Instagram. Snapchat. Facebook. Fitbits. We are all connected these days, sharing everything from our latest meal, to our new step goal. As a whole, we continue to share private information we wouldn’t have shared 10 to 15 years ago. Now, we find ourselves agonizing over what we should and should not share online. With every post, we must ask ourselves, how will this affect my job prospects? My relationship? My friendships? My relationship with my Grandma who is now (regrettably) on Instagram?
It used to be that professors and parents told the younger generation to be careful of what they post online – because you never know who might see it. The fear was that employers would check Facebook pages for any incriminating evidence among job applicants’ photos. However in 2017 things have gone full circle as we share our all-inclusive vacations and trendy bar nights on Instagram – if a potential employer doesn’t see a few of these photos pop in in social media feeds, they may be thinking ‘what is this person hiding?’
It’s interesting to take a step back and note that “privacy” is actually a concept of a modern society. Before 1500, people didn’t have walls and the notion of “privacy” did not exist. Privacy, as we’ve come to know and understand, is really only 150 years old, with our own homes, rooms, and beds. It’s just in the last few hundred years we have been craving privacy in our properties – and now our digital properties.

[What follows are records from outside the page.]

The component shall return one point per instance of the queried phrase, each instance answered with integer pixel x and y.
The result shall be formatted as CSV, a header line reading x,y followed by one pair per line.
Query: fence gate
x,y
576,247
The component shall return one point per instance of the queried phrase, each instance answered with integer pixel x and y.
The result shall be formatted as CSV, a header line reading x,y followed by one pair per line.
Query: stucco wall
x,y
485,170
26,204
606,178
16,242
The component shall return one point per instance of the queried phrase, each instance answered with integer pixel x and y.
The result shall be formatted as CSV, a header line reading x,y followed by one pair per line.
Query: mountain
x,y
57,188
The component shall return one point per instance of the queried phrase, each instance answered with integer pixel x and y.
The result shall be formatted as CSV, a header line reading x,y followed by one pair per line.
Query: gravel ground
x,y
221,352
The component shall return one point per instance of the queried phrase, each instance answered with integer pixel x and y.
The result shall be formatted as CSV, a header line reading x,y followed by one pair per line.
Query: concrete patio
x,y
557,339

Ultimately, we want to share what we want, with precisely whom we want. When this freedom is taken away from users, public outcries pour in. In 2012, Instagram introduced an updated privacy setting in their Terms and Agreements that threatened privacy. Within 24 hours, co-founder Kevin Systrom posted an official blog – letting people know that, in response to public outrage, Instagram would be returning back to their original Terms and Agreements. Thenceforth, it was widely accepted that users want to share their life, but share it on their own terms.
However, we can be very hypocritical with the information we choose to make public, especially when it comes down to our personal health and fitness success. Devices, such as Fitbits and Apple Watches allow users to you see how many calories they’ve been burned and how many steps they’ve taken. But with these devices, there is no traditional doctor/patient privacy. Monitoring your health through a digital device is a bit like publishing your medical records online. And yet, unlike the outrage with Instagram, the mass public doesn’t seem to mind as the benefits outweigh the breach of privacy.
As a marketing agency, it’s important to know what’s happening in the world of privacy when user data is so important to advertising. We watch user’s behaviours, and yes, use that to benefit our clients. This includes remarketing digital ads to past website visitors and collecting email addresses for future promos. Ethically, we must always keep in mind users’ boundaries and permissions. But the wealth of data provided by users themselves undoubtedly makes it easy to advertise directly to a target market.